Sens. Louis Blessing III, R-Colerain Township, and Willis Blackshear Jr., D-Dayton, have proposed legislation that would amend the state’s antitrust law to target algorithmic price fixing.

Senate Bill 79 would make the use and distribution of a pricing algorithm that uses non-public competitor data a violation of the Valentine Act, the state’s antitrust law which was enacted to support fair competition in the marketplace.

“In the United States and Ohio, it is very much illegal for a bunch of business owners to walk into the proverbial smoke-filled room and agree not to undercut one another and keep prices as high as possible,” Blessing said during a Financial Institutions, Insurance and Technology Committee hearing in the state Senate. “This is as it should be because these higher prices harm the economy as a whole and prevent competition from reducing prices and spurring innovation. However, what happens when the smoke-filled room doesn’t physically exist, but instead is replaced with a large database and sophisticated algorithms?”

The Hamilton County lawmaker said the action is de facto price fixing, noting that current law is unclear on the matter and in need of clarification.

“Currently companies have a range of tools that they can use to help them determine the best rate to offer their products and services in the market,” Blackshear said. “Any well-run business understands how their products and services compare to their competitors in a given industry.”

He said a business enterprise that has direct access to private information about their competitors and then colludes with them to raise prices is acting contrary to the spirit of the law.

“One specific industry in which we see considerable price fixing and the use of algorithms is the apartment rental industry,” he continued. “The companies that own apartment complexes often contract with the same software companies to determine optimal rates to charge tenants. This leads to landlords within the same geographical area using data to effectively fix prices and raise rates on consumers.”

Blackshear cited a White House report from December that showed pricing algorithms can add an average of $70 per month to the cost of rent in algorithm-utilizing buildings.

“That same study also found that several major metropolitan areas nationwide had over 30 percent of landlords utilizing the same rental pricing software,” creating a “ripple effect” throughout the market.

SB 79 would establish guidelines for the circumstances in which a court must presume the defendant entered into an agreement, contract, combination or conspiracy against trade, analysis of the bill provided.

The bill also would authorize the attorney general to issue investigative demands of documentary material, including information about the development or distribution of a pricing algorithm, information about the person responsible for its development or distribution and how the pricing algorithm functions.

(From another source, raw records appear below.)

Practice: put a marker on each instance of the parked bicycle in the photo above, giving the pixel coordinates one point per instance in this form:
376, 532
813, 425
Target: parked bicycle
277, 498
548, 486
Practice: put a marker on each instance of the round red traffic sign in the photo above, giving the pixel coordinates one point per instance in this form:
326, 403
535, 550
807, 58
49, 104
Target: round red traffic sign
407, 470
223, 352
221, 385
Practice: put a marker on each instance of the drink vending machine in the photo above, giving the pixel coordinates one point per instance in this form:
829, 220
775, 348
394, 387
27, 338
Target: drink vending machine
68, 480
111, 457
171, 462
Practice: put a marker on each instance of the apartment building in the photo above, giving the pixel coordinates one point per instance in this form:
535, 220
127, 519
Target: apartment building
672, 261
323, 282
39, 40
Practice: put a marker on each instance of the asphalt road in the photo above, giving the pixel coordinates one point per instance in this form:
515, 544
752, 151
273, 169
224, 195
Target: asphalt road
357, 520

Blessing noted that algorithmic price fixing is not relegated to the real estate industry.

“It could very easily be applied to wages,” he said. “If an enterprising software company were to use the same model, they could create a profitable business that is used to lower wages for its client businesses. Again, the combination of non-public data, operational scale and sophisticated algorithms could achieve significant monopsony power for the business community at large, essentially allowing for them to operate as a single large employer.”

Blackshear said the use of artificial intelligence has exacerbated the issue.

“The expanded use of AI technology and the popularity of common AI models makes it increasingly likely that two companies or individuals can use the same software to formulate prices for their businesses,” he said. “We need to resolve this issue by clarifying the prohibition of price-fixing algorithms in our state to stop this practice from continuing.”

SB 79 awaits further consideration by the committee.